Technical Abstract: As a key variable in the climate system, soil moisture (SM) plays a central role in the earth’s terrestrial water, energy, and biogeochemical cycles through its coupling with surface latent heat flux (LH). SM/LH coupling also modulates the strength of feedback loops along the land-atmosphere interface. Despite the need to accurately represent this coupling in earth system models, we currently lack quantitative, observation-based, and unbiased estimates of SM/LH coupling strength. Here, we present a robust, global triple collocation approach to obtain the true coupling strength between surface SM and LH based on the simultaneous availability of SM and LH triplets acquired from multiple satellite remote sensing platforms and land surface models (LSMs). Results demonstrate that, relative to coupling strength estimates derived from SM and LH remote sensing datasets, the application of triple collocation generally enhances estimates of warm-season SM/LH coupling, especially in the western United States, the Sahel, central Asia and Australia.
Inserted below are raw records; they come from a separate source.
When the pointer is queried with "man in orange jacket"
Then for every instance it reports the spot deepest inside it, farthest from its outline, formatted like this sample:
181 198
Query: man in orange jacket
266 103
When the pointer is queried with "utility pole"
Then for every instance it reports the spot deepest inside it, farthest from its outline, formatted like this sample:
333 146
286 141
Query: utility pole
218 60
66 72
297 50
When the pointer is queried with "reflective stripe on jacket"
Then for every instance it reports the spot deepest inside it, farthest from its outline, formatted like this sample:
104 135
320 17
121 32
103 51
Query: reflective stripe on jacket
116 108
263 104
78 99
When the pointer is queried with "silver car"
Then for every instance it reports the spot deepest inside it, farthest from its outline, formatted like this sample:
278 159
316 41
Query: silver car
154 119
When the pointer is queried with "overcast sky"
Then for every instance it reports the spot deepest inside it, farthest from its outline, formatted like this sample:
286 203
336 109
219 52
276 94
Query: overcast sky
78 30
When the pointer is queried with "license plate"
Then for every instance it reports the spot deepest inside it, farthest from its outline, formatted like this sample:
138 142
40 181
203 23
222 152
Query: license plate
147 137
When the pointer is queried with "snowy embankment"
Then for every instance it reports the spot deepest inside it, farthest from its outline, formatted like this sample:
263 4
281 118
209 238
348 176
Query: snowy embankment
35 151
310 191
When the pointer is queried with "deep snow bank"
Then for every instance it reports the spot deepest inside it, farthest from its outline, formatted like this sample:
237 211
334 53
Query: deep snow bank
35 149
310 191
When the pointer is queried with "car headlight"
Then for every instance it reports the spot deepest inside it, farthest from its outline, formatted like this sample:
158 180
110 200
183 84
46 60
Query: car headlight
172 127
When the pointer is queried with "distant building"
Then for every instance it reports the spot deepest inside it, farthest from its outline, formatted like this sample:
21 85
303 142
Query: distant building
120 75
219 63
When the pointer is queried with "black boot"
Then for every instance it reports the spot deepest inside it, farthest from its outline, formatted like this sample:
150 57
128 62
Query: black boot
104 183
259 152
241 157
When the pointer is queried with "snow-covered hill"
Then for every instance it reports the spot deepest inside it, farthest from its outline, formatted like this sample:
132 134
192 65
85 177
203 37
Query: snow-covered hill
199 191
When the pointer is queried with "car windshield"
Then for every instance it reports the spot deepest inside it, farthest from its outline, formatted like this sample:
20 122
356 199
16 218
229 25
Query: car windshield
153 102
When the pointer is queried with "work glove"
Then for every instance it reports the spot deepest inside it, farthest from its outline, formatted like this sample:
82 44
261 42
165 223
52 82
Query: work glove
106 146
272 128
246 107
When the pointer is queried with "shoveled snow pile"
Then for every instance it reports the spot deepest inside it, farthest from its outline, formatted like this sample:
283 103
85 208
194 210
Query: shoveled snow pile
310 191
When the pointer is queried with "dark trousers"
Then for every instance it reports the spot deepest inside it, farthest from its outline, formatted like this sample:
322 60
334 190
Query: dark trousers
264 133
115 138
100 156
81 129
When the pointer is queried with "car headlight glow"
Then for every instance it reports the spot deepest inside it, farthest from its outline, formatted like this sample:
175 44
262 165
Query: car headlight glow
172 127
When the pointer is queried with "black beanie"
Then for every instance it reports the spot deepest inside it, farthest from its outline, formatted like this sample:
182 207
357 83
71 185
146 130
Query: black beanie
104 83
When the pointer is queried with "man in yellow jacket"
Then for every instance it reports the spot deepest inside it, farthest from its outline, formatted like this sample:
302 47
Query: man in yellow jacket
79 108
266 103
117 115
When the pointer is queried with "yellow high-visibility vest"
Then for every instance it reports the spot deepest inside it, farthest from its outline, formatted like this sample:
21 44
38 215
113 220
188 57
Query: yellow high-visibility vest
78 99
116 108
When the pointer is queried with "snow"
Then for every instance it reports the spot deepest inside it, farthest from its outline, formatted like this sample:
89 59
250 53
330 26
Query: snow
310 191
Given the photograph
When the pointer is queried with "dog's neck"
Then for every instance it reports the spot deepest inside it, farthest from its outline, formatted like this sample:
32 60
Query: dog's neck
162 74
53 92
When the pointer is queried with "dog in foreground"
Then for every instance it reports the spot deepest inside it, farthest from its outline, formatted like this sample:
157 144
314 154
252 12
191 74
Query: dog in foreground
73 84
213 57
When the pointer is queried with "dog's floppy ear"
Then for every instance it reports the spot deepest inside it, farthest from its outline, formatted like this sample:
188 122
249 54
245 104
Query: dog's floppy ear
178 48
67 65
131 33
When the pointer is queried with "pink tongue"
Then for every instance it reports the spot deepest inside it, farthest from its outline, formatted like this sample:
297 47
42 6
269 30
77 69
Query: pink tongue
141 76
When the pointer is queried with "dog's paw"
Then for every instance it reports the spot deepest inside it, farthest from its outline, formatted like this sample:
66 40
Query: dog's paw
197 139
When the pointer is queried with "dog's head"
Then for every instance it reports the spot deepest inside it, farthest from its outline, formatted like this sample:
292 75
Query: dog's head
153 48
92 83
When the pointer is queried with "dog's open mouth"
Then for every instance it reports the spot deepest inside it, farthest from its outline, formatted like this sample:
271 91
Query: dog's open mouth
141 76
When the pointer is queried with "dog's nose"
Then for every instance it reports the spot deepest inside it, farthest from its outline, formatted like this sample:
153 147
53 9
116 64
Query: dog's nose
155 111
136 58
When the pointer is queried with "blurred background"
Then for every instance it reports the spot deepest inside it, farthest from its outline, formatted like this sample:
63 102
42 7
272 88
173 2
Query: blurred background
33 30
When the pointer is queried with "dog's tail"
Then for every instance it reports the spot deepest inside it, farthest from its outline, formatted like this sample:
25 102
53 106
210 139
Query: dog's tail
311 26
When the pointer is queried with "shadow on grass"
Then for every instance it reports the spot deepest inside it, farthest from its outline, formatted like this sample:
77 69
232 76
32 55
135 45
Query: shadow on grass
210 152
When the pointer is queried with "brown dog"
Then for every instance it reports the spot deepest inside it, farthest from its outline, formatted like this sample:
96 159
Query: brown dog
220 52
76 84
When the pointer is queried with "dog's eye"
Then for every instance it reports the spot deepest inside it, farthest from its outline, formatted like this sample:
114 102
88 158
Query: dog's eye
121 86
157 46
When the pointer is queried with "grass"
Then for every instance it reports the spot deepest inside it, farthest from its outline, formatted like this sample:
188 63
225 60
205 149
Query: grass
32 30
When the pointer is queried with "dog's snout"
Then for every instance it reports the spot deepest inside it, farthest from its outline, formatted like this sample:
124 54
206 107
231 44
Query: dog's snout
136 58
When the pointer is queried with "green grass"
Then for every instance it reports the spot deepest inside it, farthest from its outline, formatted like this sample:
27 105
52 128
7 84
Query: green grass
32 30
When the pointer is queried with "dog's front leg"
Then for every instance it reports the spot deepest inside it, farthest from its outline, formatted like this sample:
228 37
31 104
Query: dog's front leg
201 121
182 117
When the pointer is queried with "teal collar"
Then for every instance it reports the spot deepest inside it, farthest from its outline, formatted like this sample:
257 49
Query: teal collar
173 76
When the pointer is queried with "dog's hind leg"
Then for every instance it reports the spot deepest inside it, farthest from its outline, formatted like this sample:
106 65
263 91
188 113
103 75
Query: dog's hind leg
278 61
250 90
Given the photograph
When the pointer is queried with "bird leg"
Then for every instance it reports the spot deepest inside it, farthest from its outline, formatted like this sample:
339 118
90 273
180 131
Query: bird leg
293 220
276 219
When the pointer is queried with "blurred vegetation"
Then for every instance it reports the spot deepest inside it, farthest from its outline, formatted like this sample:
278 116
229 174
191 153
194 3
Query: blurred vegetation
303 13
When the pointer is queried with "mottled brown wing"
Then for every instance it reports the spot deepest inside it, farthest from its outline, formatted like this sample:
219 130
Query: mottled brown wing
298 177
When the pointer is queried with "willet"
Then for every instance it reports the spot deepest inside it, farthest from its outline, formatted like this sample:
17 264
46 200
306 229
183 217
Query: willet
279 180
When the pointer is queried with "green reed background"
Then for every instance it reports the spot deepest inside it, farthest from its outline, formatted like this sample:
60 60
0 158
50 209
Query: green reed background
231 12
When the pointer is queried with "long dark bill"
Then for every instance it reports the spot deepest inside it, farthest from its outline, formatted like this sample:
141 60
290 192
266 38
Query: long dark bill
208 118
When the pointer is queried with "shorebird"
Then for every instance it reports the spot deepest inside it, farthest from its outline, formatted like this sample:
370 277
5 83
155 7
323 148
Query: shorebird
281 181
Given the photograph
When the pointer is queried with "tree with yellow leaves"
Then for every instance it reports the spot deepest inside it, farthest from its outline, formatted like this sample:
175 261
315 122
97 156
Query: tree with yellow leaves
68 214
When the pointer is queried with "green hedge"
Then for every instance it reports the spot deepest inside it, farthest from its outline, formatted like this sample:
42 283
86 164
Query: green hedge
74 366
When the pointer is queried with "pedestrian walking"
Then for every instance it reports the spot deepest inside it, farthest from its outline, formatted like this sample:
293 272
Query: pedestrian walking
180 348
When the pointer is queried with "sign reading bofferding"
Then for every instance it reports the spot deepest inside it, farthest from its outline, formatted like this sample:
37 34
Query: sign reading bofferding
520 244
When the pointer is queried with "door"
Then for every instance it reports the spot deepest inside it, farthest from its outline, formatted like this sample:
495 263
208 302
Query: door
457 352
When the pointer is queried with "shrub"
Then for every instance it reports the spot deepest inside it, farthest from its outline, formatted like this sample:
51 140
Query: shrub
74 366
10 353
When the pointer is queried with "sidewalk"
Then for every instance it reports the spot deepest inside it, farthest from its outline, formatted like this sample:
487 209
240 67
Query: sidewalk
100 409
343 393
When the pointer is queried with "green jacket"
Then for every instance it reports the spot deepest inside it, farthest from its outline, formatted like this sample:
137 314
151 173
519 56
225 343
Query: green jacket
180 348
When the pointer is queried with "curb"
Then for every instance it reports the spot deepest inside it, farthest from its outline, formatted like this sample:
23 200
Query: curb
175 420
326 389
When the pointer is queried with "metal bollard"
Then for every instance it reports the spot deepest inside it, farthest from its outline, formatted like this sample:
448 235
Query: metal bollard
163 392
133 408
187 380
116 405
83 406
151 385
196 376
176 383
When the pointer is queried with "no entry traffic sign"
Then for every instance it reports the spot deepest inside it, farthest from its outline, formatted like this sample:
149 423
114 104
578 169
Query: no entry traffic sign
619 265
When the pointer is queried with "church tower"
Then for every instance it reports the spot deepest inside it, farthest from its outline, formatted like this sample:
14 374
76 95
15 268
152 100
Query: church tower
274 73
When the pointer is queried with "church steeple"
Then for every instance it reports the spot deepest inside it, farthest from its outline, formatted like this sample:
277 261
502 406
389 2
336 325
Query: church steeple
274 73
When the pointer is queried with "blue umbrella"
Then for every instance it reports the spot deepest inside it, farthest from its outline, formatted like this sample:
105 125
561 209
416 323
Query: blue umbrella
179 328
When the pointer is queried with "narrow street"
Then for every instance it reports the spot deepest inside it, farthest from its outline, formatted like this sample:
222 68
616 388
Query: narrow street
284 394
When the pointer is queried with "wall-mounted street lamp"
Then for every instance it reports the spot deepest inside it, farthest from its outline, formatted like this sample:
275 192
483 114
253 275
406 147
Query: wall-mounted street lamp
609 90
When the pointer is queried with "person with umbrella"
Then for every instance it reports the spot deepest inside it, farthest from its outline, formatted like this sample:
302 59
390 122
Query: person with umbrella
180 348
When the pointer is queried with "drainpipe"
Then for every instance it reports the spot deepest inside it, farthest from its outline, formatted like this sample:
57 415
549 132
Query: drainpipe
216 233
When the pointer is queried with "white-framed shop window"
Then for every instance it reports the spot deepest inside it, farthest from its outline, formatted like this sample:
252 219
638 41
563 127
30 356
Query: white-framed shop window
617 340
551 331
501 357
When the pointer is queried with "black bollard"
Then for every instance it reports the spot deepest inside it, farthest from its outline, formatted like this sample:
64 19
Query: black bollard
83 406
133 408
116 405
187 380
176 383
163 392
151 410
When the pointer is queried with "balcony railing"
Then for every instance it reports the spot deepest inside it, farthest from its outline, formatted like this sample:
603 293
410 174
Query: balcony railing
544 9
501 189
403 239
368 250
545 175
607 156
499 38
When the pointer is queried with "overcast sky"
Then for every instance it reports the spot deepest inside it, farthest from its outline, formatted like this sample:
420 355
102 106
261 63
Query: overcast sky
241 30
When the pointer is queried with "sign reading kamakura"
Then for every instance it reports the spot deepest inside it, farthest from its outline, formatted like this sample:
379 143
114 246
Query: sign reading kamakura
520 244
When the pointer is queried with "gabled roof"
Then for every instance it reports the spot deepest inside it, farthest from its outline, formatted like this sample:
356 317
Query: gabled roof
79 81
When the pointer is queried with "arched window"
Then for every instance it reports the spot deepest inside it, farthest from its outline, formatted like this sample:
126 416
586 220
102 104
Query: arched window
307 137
However, relative to triple collocation estimates, LSMs (still) over-predict SM/LH coupling strength along transitional climate regimes between wet and dry climates, such as the central Great Plains of North America, India and coastal Australia. Specific climate zones with either over- or under-coupled relation in LSMs are identified to focus the re-examination of LSM parameterizations on certain regions. Despite diverse predictions of SM/LH coupling strength in individual land surface models, triple-collocation-based coupling strength estimates are relatively robust to the selection of a particular LSM (to contribute SM and LH estimates to each triplet in the triple collocation analysis). This lack of sensitivity lends credence to the triple collocation results and suggests that assumptions underlying the approach are respected.